Gabor Rona works on the front lines of human rights. As international legal director of Human Rights First (HRF), he advises on international human rights and humanitarian law. He doubles as interim director of HRF's law and security program, standing watch for human rights in U.S. counterterrorism policies and practices.
Far from desk-bound in the NGO's New York office, Rona watched the Obama inauguration while at Guantanamo, figuring—prematurely—he'd seen his last visit. He's traveled to Bagram, Afghanistan, and heard detainees' tales of torture and abuse at the U.S.-run detention center there. In a previous post at the Center for Constitutional Rights in New York he pursued civil claims against Bosnian Serb leader Radovan Karadzic and Haitian death-squad leaders for crimes against humanity. While at the International Committee of the Red Cross in Geneva he inspected Rwanda's prisons and helped negotiate rules of Procedure and Evidence for the International Criminal Court.
Rona's first exposure to human and civil rights problems came as a five-year-old refugee, when he and his Holocaust survivor parents escaped to Austria one night during their native Hungary's 1956 uprising. They ultimately made their way to New York, where new conflicts were brewing. As Rona explains, "the context of my formative years was Vietnam. I knew before law school that civil rights and human rights were going to be my guiding influences." He took a chance on Vermont Law School—"right after its big bang, when the question was, ‘will it last?&rsquo"—and found it difficult to study subjects he wasn't going to use, like tax law. But, he says of his VLS training, "I'm absolutely convinced it was the right thing to do and the right place to do it."

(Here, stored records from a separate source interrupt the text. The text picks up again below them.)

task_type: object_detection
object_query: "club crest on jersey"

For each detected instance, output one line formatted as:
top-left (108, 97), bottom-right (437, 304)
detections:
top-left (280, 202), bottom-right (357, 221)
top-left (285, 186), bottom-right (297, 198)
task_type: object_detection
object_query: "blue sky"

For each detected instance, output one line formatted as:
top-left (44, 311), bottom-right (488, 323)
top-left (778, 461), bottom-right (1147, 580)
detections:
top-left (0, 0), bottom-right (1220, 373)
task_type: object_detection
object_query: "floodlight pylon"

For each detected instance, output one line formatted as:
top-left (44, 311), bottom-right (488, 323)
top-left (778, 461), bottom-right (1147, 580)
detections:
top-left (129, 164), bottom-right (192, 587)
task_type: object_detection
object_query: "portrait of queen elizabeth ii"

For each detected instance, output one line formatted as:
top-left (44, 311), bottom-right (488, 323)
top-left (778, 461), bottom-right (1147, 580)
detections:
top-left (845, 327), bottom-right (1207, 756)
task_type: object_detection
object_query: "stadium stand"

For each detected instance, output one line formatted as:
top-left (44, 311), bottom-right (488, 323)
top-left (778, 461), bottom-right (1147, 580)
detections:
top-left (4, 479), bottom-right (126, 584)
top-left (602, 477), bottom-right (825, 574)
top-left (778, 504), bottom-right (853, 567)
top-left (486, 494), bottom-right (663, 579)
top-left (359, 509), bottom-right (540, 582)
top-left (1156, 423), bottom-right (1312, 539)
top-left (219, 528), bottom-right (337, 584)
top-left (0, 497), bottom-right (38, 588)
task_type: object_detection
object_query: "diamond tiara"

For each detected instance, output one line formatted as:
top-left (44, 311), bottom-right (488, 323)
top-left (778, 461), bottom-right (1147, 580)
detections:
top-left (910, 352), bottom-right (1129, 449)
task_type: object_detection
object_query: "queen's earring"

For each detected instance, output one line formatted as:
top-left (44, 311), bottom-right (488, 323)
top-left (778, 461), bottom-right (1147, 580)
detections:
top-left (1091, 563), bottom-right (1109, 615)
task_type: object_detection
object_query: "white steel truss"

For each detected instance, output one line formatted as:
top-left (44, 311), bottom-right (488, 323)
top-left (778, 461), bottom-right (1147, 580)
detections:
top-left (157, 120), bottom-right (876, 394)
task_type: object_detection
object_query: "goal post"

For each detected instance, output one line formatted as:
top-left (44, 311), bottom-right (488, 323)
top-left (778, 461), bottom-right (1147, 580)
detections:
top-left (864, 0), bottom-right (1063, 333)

His teachers made that the case. Emeritus Professor Ken Kreiling was a favorite. "He taught us how evidence works, the policy rules behind the rules. I knew I needed that to be an advocate." Rona continues, "Peter Teachout was great. Constitutional Law lends itself to inquiry, and Peter emphasized critical thinking about the Constitution. He always talked about ‘the Scylla’ of this and ‘the Charybdis’ of that, and brought out legal and societal equities."
Rona notes that today's human rights and security issues remain difficult to navigate. "There's a sea change in perspective, with greater application of Geneva conventions and international law," he says.
"However, this administration, like its predecessor, persists in the promiscuous assertion of defenses like the state secrets doctrine to prevent victims of torture and arbitrary detention from obtaining judicial remedies." Still, HRF now enjoys more open working relationships with military leaders and the Justice and State departments. "You see the dysfunctional systems of Gitmo and Afghanistan firsthand, but you also have access to the people who make the decisions. For example, we worked hard convincing the administration not to seek legislation to authorize further administrative detentions-it was one of our important victories, and they're very gratifying."